Machine Learning - Building Linear Regression Algorithm from scratch

Machine Learning - Linear Regression Algorithm

We have seen, how linear regression model is built in R using the predefined function, “lm()”. However, it is also important to know how the machine learning works at the backend. What are the functions running inside the main function. We will walk through various stages of machine learning process in linear regression. We will create our own machine learning functions step-by-step:

Define Cost Function using regularization
Define Gradient function using regularization
Define predict function
Define feature normalization function
Define polynomial terms function
Define function to plot the model fit
Define function for cross validation
Define function for optimum value of lambda
Initialize parameters (or coefficients) of all the predictors
Use an optimizer to train the model
Make predictions

In the video lecture, the algorithm has been explained.

Cost Function

Let’s start with cost function. The main purpose is to minimize the cost to get the optimum values of parameters. This function requires X, y, theta and regularization term lambda. Returns cost.

costFunction = function (X, y, theta,lambda) {
  
  m = length(y) # number of training examples
    
  X = as.matrix(X) #Converting to matrix for matrix operations
  
  J = 0 # Initializing cost
  
  temp = theta 
  temp[1] = 0 #We never regularize the bias (or intercept)
  
  #Instead of running loop, we are using vectorized operation to calculate cost for all records
  J = (1/(2*m))*(t(X%*%theta - y))%*%(X%*%theta - y) + (lambda/(2*m))*t(temp)%*%(temp)
  
  return(J) 
  
}

Gradient Function

Let’s define the gradient function. This function requires X, y, theta and regularization term lambda. Returns gradient values for corresponding theta values.

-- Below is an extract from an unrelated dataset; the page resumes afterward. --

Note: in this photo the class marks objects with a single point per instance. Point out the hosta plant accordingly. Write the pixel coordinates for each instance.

gradFunction <- function(X, y, theta, lambda){
  
   m = length(y) # number of training examples

   X = as.matrix(X) #Converting to matrix for matrix operations
  
   theta <- as.matrix(theta)
  
   grad = rep(0,length(theta)) # Initializing gradient
  
  
   temp = theta 
  
   temp[1] = 0 #We never regularize the bias (or intercept)
  
    #Instead of running loop, we are using vectorized operation to calculate grads for all records
   grad = (1/m)*(t(X)%*%((X%*%theta - y))) + (lambda/(m))*(temp)
  
  
   grad
}

Training Function to train the model

We need to combine cost function and gradient function to train the model. This function requires X and y, and regularization term lambda. Returns final cost values and theta values

trainModel <- function(X, y, lambda){
  
  X <- as.matrix(X)
  
  initial_theta = rep(0,ncol(X)) # Initialize Theta values  

  
  #To Calculate theta we use optim() function in R as an optimizer
  #Optim() takes cos and grad functions, X, y values and lambda 
  # We will run the iteration 200 times
  
  costh <- optim(par=initial_theta, fn=costFunction, 
                 gr=gradFunction, method="BFGS", X=X,y=y,lambda=lambda, 
                 control = list(maxit=200))
  
  cost <- costh$value
  theta <- costh$par
  
  list(cost=cost, theta=theta)
 
}

Cross Validation

Let’s write a function that calculates the different cost values of training data and validation data as the model is getting trained. As we train the model, we can use the validation data with train data and calculate costs for both. To do this, we iterate over training records from 1 to i, but use the entire validation data during each iteration.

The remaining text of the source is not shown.